Now we get to another aspect of the “organized” part of the Christian religion. Paul says to Titus, “This is why I left you in Crete, so that you might put what remained into order, and appoint elders in every town as I directed you” (Titus 1:5). Crete is a pretty big island, larger than both Delaware and Rhode Island; it is currently part of Greece and home to 630,000 residents. No doubt the population was much less in Paul and Titus’ day, but what is notable is that there were many, many towns on the island of Crete in Paul and Titus’ day, so Titus had a big task in organizing Christian churches on that island.
Paul uses Greek military language to describe his relationship with Titus. He says, “put what remained in order … as I directed you.” When you envision military drills, the first word that comes to mind is “orderly,” right? Paul was commissioned by Jesus Christ Himself to put the church’s affairs in order, and now Paul is delegating that responsibility to Titus for the island of Crete.
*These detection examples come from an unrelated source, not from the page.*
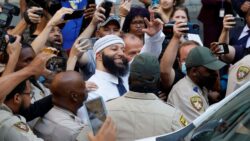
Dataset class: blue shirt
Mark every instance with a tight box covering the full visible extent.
[61,0,87,50]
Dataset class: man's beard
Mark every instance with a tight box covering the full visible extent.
[102,53,128,76]
[18,101,29,114]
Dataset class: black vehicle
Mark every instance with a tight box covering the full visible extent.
[138,81,250,141]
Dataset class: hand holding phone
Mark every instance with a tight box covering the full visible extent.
[210,42,229,55]
[102,0,113,19]
[85,97,107,135]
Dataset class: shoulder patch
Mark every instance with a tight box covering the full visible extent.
[180,115,188,126]
[14,122,29,132]
[190,95,203,112]
[236,66,250,81]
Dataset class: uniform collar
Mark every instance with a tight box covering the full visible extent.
[53,106,81,122]
[95,70,118,84]
[124,91,158,100]
[0,103,13,114]
[185,75,207,95]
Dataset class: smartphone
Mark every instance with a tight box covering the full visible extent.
[85,97,107,135]
[216,43,229,54]
[163,22,200,38]
[88,0,95,5]
[181,22,200,34]
[34,10,43,17]
[46,56,66,72]
[151,0,159,9]
[235,17,245,26]
[63,10,84,20]
[230,17,245,26]
[102,0,113,19]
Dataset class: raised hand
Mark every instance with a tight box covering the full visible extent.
[119,0,132,17]
[48,7,74,26]
[142,9,163,36]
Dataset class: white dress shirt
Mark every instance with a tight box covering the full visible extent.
[77,31,165,119]
[88,70,128,101]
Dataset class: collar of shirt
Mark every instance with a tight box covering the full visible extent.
[124,91,158,100]
[238,25,250,40]
[95,70,118,84]
[0,103,13,114]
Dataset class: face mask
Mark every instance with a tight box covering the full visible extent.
[181,62,187,75]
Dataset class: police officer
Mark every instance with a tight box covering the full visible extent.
[226,55,250,95]
[168,47,225,123]
[0,81,42,141]
[34,71,88,141]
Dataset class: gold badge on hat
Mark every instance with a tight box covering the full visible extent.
[190,96,203,112]
[14,122,29,132]
[180,115,188,126]
[236,66,250,81]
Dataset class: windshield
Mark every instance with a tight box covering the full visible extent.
[192,87,250,141]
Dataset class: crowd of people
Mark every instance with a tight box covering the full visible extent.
[0,0,250,141]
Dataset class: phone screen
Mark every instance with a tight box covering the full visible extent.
[85,97,107,135]
[64,10,84,20]
[216,43,229,54]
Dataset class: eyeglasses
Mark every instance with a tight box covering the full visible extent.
[22,91,35,98]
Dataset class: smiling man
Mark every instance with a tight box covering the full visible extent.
[88,35,128,101]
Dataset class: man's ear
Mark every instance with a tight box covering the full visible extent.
[13,93,22,104]
[70,92,78,102]
[96,52,102,61]
[190,67,198,77]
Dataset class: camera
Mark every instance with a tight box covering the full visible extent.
[46,56,66,72]
[43,47,67,72]
[151,0,159,9]
[230,17,245,26]
[0,3,20,52]
[216,43,229,54]
[102,0,113,19]
[163,21,200,39]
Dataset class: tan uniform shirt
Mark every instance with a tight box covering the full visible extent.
[0,104,43,141]
[226,55,250,95]
[167,76,209,123]
[34,106,89,141]
[28,82,51,129]
[107,91,184,141]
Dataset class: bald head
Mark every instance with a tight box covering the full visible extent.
[50,71,87,112]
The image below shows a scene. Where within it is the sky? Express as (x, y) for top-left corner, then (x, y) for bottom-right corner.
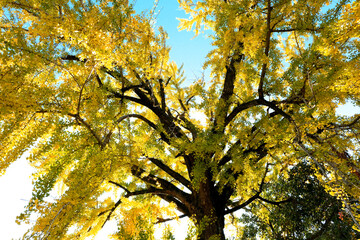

And how does he do this? Paul says that Titus is “to appoint elders in every town.” This term translated as “elders” is the same one used in Greek for both older men in the community as well as ambassadors. In that time, elders were respected, and the purpose of an ambassador was to communicate the will of a sovereign to another group. So the ambassadors of Christ are those who are supposed to communicate His Word and will to sinners.
In a certain sense, all of us are ambassadors for Christ. We all are to share the Gospel of Christ as the opportunity arises in our vocations. But in Titus 1, clearly St. Paul has in mind an ordained ministry, a pastoral office, when he speaks of Titus appointing elders or ambassadors in every town.
So there is an order, an organization within the Christian Church. There are preachers and hearers, pastors and laypeople. This is a divinely ordered fact, organized religion from God Himself. If you have a problem with that, you have a problem with God Himself.
But what people tend to misunderstand is that the entire point of the pastoral office is to serve and defend the Christian church, not to rule over it as despots. Our world is obsessed with management, with leadership, with power, but the pastoral office is narrowly focused on the administration of God’s Word and Sacraments. It is not a position of domination (Luke 22:25).
When Paul told Titus to make sure that there was organized religion on Crete, to put the churches in each town in order by appointing faithful pastors, the sole purpose was to make sure that Jesus Christ crucified and risen for our forgiveness and justification would always be the central message of the church. The purpose of the pastoral office is to ensure that the Word of Truth given in the Bible is revered and believed as the very word of God, that the message of Jesus Christ as our 100% Savior from sin, from death, from hell would be proclaimed, and that Christians are assured that they are forgiven, saved, and heirs of the Kingdom of Heaven. Amen.
Rev. Roth pastors Grace Lutheran Church in Elgin.